When I discovered that my second child was to be a girl, I had some anxiety about my sweet little daughter looking like her father. Sure, he’s handsome--but a female version? I imagined some half-monkey baby with a pink bow in her abundant hair. Upon birth, she looked like an old man, yes, but not like her father; she was a baby Harrison Ford in his Blade Runner days complete with a dark pointed hairline and sour expression. But within months she grew into her Rothbard looks. Even now, every time someone remarks about how our kids favor my husband, it’s a dagger to me. I do realize that my children are me in lots of ways from their interests to their personalities, but it would thrill me to have a stranger remark, “You’re daughter looks just like you,” rather than, “Are you the nanny?” This small thing I was hoping would connect me--a resemblance--didn’t come to pass.      
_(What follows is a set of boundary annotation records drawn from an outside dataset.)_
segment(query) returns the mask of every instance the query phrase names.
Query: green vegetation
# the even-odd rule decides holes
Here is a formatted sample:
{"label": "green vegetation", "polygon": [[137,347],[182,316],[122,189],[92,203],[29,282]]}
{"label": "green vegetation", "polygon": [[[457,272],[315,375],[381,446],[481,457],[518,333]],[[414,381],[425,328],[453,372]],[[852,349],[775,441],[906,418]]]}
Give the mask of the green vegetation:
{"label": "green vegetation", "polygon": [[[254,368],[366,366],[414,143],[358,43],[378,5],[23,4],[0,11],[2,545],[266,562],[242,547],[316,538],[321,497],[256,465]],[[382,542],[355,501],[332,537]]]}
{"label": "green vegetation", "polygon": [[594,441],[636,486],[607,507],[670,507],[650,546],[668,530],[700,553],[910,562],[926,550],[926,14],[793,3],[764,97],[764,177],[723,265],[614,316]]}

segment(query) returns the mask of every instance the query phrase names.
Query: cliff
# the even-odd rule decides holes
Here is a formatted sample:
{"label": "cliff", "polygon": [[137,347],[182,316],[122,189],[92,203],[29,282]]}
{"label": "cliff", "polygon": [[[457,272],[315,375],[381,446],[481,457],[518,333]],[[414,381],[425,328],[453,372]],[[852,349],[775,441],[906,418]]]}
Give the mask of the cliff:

Though I can’t make my children look like me, there are other ways I could nail down an identity. I could mount a birth parent search or petition to have my health records released. I could get a cheek swab to determine my maternal side ancestral origin. I could commit to a religion via conversion. I haven’t done any of these because though there’s unease in the unknown, there’s also freedom. I’m loathe to commit. Each choice narrows our path. Right now I can be whomever I want to be. Next, I think I’ll be Buddhist or maybe Greek. I do so love baklava.